Le meilleur conserveur de tripes
Philippe Ruault est le gardien de la tradition. Il est tombé dans la marmite à l'âge de 16 ans, avant de reprendre, en 1987, avec sa femme, Valérie, la conserverie familiale à Vire. Philipe est un pur, un maniaque de la qualité. «Il y a trente ans, on avait de meilleures bêtes, car on gardait les vaches plus longtemps pour le lait. A l'abattoir, que ce soit à Villers-Bocage, Saint-Pierre- sur-Dives ou Villedieu-les-Poêles, ils savent très bien ce qu'il faut m'envoyer. Pas moins de 2 ans et demi et pas d'ensilage. Ca m'arrive de refuser la marchandise. La différence entre moi et les industriels: tout est fait à la main. J'ai deux personnes qui travaillent avec moi. Quand on reçoit le produit, on le renettoie au couteau, les petites peaux sont enlevées une par une. Dans les tripes, ce qui est long, c'est le temps de préparation. On épluche nous-mêmes les légumes.» Après les douze heures de cuisson dans ses fours électriques réglés à 100 °C pour bien mijoter, c'est Philippe qui met en boîte, à l'écumoire, à la main, et personne d'autre: «Il faut que dans chaque boîte il y ait la même proportion de morceaux.» Pousser l'amour du métier à ce point, c'est un sacerdoce! C'est sans doute pour cette raison que l'on trouve les tripes de Philippe Ruault dans les meilleures maisons de Paris et de Normandie. «Un jour, raconte-t-il, j'ai reçu un coup de téléphone d'Eddie Barclay, dont la femme, Caroline, adore mes tripes. Son nom à l'état civil étant Edouard Ruault, il voulait absolument que nous soyons de la même famille. Grâce à lui, des stars du show-business comme Eddy Mitchell sont venus s'approvisionner chez moi.»

Gardiens du temple tripier
Jean-Claude Plumail a sa technique bien à lui: «Je tiens mon savoir-faire de mon père et d'Emile Lebret, de Fontenay-le-Marion.

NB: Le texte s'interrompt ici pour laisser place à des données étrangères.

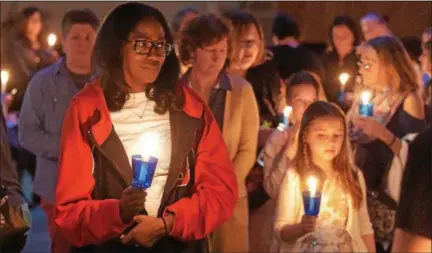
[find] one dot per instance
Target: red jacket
(84, 221)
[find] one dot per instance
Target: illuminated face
(371, 70)
(247, 48)
(325, 138)
(300, 98)
(343, 38)
(145, 53)
(210, 60)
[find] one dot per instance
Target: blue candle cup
(284, 121)
(341, 97)
(311, 203)
(143, 171)
(366, 109)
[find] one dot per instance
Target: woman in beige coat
(205, 45)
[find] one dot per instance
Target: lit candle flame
(366, 97)
(52, 39)
(148, 145)
(4, 79)
(287, 111)
(343, 78)
(312, 185)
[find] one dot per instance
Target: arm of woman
(81, 220)
(405, 241)
(274, 165)
(215, 190)
(287, 226)
(366, 230)
(247, 148)
(413, 106)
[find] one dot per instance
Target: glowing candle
(286, 114)
(343, 79)
(4, 80)
(52, 39)
(145, 162)
(311, 200)
(365, 107)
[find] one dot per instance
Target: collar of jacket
(185, 124)
(92, 96)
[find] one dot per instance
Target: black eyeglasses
(143, 47)
(365, 65)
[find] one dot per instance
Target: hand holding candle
(286, 115)
(311, 199)
(343, 79)
(144, 164)
(366, 107)
(52, 39)
(4, 80)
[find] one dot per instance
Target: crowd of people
(260, 148)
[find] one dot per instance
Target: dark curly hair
(108, 61)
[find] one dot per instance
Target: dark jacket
(23, 62)
(9, 179)
(201, 186)
(266, 83)
(290, 60)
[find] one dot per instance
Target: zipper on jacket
(113, 164)
(171, 190)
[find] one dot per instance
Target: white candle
(366, 97)
(147, 146)
(312, 186)
(343, 79)
(4, 80)
(287, 112)
(52, 39)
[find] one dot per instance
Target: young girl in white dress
(323, 152)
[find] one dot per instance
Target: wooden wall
(407, 18)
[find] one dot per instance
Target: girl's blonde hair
(397, 64)
(343, 162)
(239, 21)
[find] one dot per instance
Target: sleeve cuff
(112, 216)
(176, 230)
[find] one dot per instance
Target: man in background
(290, 56)
(47, 98)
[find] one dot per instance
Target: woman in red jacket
(137, 93)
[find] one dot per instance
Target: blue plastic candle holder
(366, 109)
(143, 171)
(311, 203)
(341, 97)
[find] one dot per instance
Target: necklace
(143, 113)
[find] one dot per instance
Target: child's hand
(308, 223)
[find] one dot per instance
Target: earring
(305, 154)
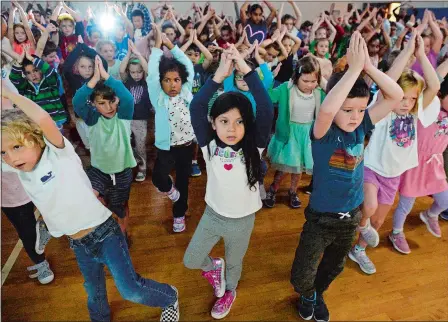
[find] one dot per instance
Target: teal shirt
(110, 139)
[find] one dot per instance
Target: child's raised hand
(26, 49)
(419, 48)
(225, 67)
(355, 53)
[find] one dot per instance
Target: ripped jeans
(106, 245)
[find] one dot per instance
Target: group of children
(205, 82)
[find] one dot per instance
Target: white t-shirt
(392, 148)
(61, 190)
(227, 191)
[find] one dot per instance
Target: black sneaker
(294, 201)
(321, 313)
(306, 307)
(269, 202)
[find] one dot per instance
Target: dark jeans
(180, 158)
(106, 245)
(323, 234)
(23, 220)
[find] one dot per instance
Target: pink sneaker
(432, 223)
(400, 243)
(222, 306)
(216, 277)
(179, 224)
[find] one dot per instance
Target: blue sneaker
(444, 215)
(195, 171)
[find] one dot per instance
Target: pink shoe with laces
(432, 223)
(216, 277)
(222, 306)
(400, 243)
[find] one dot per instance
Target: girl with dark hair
(254, 23)
(298, 101)
(170, 82)
(232, 139)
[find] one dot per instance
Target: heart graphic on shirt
(251, 34)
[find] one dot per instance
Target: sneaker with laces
(171, 312)
(364, 262)
(179, 224)
(44, 274)
(195, 170)
(216, 277)
(399, 242)
(370, 235)
(269, 201)
(222, 305)
(432, 224)
(306, 307)
(141, 176)
(321, 313)
(444, 215)
(294, 201)
(42, 237)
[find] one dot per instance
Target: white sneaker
(364, 262)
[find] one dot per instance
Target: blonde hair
(408, 80)
(100, 44)
(21, 129)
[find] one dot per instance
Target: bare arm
(272, 14)
(297, 12)
(37, 115)
(243, 15)
(437, 35)
(28, 32)
(11, 25)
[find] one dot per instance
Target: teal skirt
(295, 156)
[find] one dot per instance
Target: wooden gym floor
(405, 287)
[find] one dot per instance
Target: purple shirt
(432, 56)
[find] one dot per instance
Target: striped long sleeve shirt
(45, 94)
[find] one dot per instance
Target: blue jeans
(106, 245)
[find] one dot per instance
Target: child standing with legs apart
(170, 82)
(290, 148)
(392, 149)
(337, 139)
(107, 107)
(429, 178)
(54, 179)
(232, 145)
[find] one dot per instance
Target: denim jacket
(160, 100)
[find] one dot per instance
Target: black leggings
(23, 220)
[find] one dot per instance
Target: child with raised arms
(52, 176)
(337, 141)
(232, 143)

Après avoir dénervé et dégraissé, je fais raidir puis je passe mes tripes à l'eau glacée pour éviter qu'elles jaunissent. Je les coupe, je les trie par catégories. Après avoir beurré la marmite, je place au fond d'abord les quilles (morceaux d'os des pieds) et les pieds, puis le feuillet et le bonnet, le bouquet de légumes (poireaux oignons, muscade, clous de girofle, laurier, thym, céleri, poivre), la franche mule et la panse. J'ajoute 1 l d'eau pour 100 kg. Je ferme la marmite. La sauce se fait par la vapeur de la cuisson. Après un départ pleins gaz, je mets à feu doux entre douze et quatorze heures. Ce n'est qu'au bout de dix heures que j'ajoute mes carottes pour qu'elles ne s'effritent pas. Les proportions? Personne ne me succédera, alors je les ai données, ainsi que mon savoir, à Francis Teissonière, qui tient le Bougnat à Dives-sur-Mer. C'est quelqu'un de bien, en qui j'ai toute confiance.» Si Jean-Claude Plumail est un peu nostalgique, il sait que sa recette perdurera. Et c'est ça qui est important, comme il est primordial que d'autres artisans, comme Chantai Coutances ou Philippe Ruault, continuent à oeuvrer à leur façon et que la Confrérie de la tripière d'or veille sur l'orthodoxie de la préparation de ce plat unique. En quelque sorte, ces artisans du goût sont, consciemment ou non, les gardiens du temple de la gastronomie de leur région, les conservateurs de traditions qui font la culture et l'âme d'un pays. Ils sont rares et méritent le respect.